Crown and Anchor Inn
Provincetown, MA
August 22, 2004

Ilene Chaiken's acceptance speech, transcribed by Jacky:

Napoleon is supposed to have said, “History was written by the victors,” and for centuries that has been the conventional wisdom. But that strikes me as passive. I put to you, that as activists, we’re going to make ourselves victorious by writing our own history.

In a country and a culture so dominated by the manipulation of words and images, telling our stories, the stories of people who traditionally have been marginalized, stories that haven’t historically been told, we’re committing a radical act. I consider myself incredibly privileged to be the one getting to do it and to take part in a project that has taken a part in a much larger conversation, a conversation that, ultimately and inevitably, is altering our cultural landscape.

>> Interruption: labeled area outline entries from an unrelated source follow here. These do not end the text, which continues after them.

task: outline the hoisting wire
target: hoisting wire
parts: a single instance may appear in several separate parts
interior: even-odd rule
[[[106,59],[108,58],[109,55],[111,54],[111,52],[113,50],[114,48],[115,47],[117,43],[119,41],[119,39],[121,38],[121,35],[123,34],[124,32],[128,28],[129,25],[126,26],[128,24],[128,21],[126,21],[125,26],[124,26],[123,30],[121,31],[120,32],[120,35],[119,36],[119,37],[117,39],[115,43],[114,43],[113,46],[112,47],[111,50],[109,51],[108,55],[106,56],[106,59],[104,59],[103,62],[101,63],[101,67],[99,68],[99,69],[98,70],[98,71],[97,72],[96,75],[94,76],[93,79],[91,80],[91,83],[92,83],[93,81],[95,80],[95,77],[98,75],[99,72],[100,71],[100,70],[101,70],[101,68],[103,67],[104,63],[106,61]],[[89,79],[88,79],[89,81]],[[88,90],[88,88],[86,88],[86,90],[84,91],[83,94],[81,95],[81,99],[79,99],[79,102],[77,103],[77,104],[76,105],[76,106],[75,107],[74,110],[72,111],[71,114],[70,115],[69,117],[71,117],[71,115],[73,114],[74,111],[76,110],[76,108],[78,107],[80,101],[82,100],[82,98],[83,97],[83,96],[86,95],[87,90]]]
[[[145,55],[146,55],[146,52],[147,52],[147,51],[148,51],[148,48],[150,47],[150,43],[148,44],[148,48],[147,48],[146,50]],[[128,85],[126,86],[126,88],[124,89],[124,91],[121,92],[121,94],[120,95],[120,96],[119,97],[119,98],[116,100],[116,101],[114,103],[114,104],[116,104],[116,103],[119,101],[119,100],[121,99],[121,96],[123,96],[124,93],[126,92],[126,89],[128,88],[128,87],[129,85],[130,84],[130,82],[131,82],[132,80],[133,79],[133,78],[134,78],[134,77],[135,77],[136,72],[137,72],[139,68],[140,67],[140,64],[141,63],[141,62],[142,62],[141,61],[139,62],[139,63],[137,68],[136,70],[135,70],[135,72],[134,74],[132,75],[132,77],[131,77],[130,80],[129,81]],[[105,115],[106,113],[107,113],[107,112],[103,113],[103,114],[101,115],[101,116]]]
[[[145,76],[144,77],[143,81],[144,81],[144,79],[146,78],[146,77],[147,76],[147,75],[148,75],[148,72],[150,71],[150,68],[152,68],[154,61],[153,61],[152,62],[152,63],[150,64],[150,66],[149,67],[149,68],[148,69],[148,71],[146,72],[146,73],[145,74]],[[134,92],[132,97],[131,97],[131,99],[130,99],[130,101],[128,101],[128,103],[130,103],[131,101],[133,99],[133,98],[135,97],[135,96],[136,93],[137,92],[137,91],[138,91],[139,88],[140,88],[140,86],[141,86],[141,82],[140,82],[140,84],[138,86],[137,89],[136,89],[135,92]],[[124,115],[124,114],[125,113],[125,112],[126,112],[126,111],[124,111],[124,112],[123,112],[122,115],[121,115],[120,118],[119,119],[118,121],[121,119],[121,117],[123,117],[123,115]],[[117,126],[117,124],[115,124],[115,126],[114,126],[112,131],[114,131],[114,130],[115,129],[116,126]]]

I feel privileged to have been handed the opportunity to speak about our many and diverse lives. To begin, and it’s just a beginning, to tell our stories. And we tell them for ourselves because we need to see ourselves reflected, because we need to be visible and to be seen as fundamentally human. We tell them for those who are isolated and haven’t yet found community to let them know that we’re here and they are not alone. We tell them so that people who fear us, because of not knowing us, can come to see that we’re as like them as we are different from them. We tell our stories so they can be enriched and enlightened and entertained along with us.

I am really honored to be standing here today before all of you, honored to be honored by the National Gay and Lesbian Task Force. You do such extraordinary work. If it weren’t for you, if it weren’t for NGLTF, and all of you and the millions of people you represent, people who have lived on the front lines and have risked everything, to visibly change the landscape of our society, the L word would just be an idea that would have never seen the light of television.

I thank all of you, all of you who have kept your voices loud and strong, in the face of ignorance and disease and violence and an administration that archaically refuses to grant us our civil rights. On behalf of my colleagues at Showtime and all of my good friends both behind and in front of the cameras who work on the L word, we are grateful and honored to be a part of this movement. We all feel that we are a part of something significant, that we all believe fervently, that if you keep on doing what you’ve been doing and we get to keep on doing what we’re doing, thanks to you. That we all will make a difference, and we will all soon, those of us who have been doing it for years and those of us who are just willing to do it for the cause, we all will soon lick Bush.

--end--


"We tell (our stories) for those who are isolated and haven’t yet found community to let them know that we’re here and they are not alone," Ilene Chaiken.